Más interesante por su alcance americano es el caso de la Monja Alférez. Catalina de Erauso fue bautizada como niña y educada en un convento como tal en su ciudad natal de Donostia-San Sebastián; vivió toda su vida adulta con nombre de varón. Después de servir a varios amos, y convencida de que “... era mi inclinación andar y ver mundo”, como escribe en su Autobiografía, la encontramos en América, primero como ayudante de comerciantes, luego como soldado de la conquista de Chile y en batalla contra los araucanos, donde ganó el grado militar de alférez. Más adelante, contribuye a reprimir el alzamiento de Alonso de Ibáñez en Potosí y lucha contra el pirata holandés Spilberg en las costas de Perú. En 1620, huyendo de uno de sus hechos sangrientos en el Cuzco, se confiesa con el obispo de esa ciudad, a quien revela su verdadero género.
Su vida dará un giro importante, pues pasará de la clandestinidad al público reconocimiento, y de ahí a la fama y a la exhibición más espectacular de su excentricidad. En Madrid conseguirá el reconocimiento y la recompensa a sus méritos militares, tramitando ante Felipe III y el Consejo de Indias un memorando que, aceptado, se tradujo en una renta vitalicia que le permitiría volver a América. Antes del regreso, Catalina visitará en Roma a Urbano VIII, quien, tras recomendarle el debido respeto al quinto mandamiento (non occides), le autorizó seguir viviendo con traje de hombre, pero dentro de los límites de la virtud. Lope de Vega alertaba en su Arte nuevo de hacer comedias que: “Las damas no desdigan de su nombre,/ y si mudaren traje, sea de modo/ que pueda perdonarse, porque suele/ el disfraz varonil agradar mucho”. Lope propuso su propio ejercicio de interrupción de género a partir de la figura de una tal María Pérez del siglo XII (previa a Juana de Arco) en La varona castellana.
El término (de alcurnia bíblica) me parece completamente apropiado para ese juego de máscaras.

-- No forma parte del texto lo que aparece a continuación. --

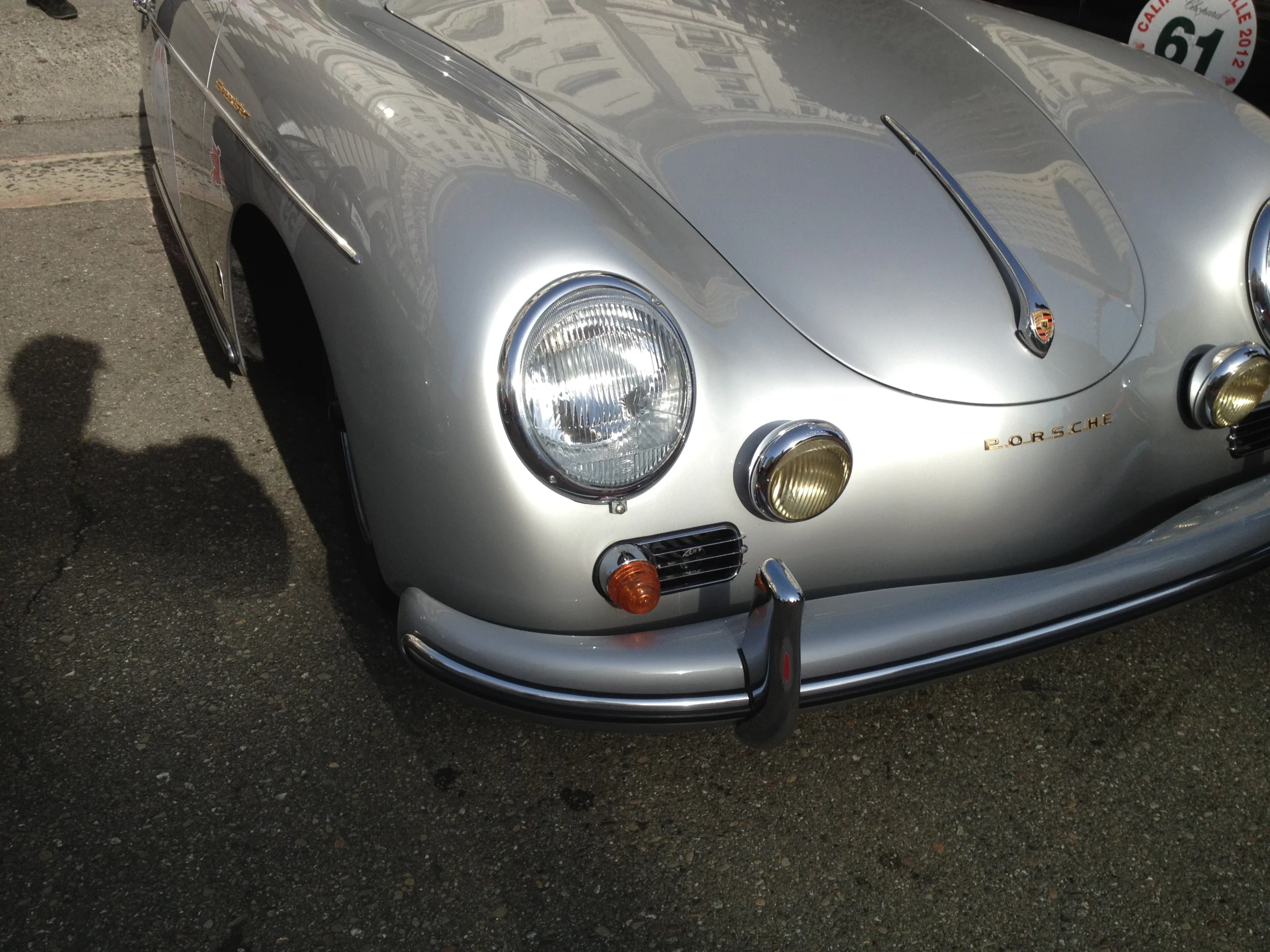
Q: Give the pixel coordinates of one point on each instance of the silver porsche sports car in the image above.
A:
(697, 361)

Disfrazada de varón, quien tuviera que interpretar a la varona debía citar el conjunto de gestos que la época asociaba con el nombre “hombre de batalla”, tal y como María Pérez los había desempeñado en su momento (como en la ópera, según un repertorio convencional de gestos).
Es el mismo proceso al que tuvo que someterse Marilina Ross en la película La Raulito (1975), dirigida por Lautaro Murúa. La actriz debía citar no los gestos de un hombre sino los gestos que previamente había citado una varona: María Esther Duffau (1933-2008), conocida como La Raulito. Una semiosis infinita, la discontinuidad del género.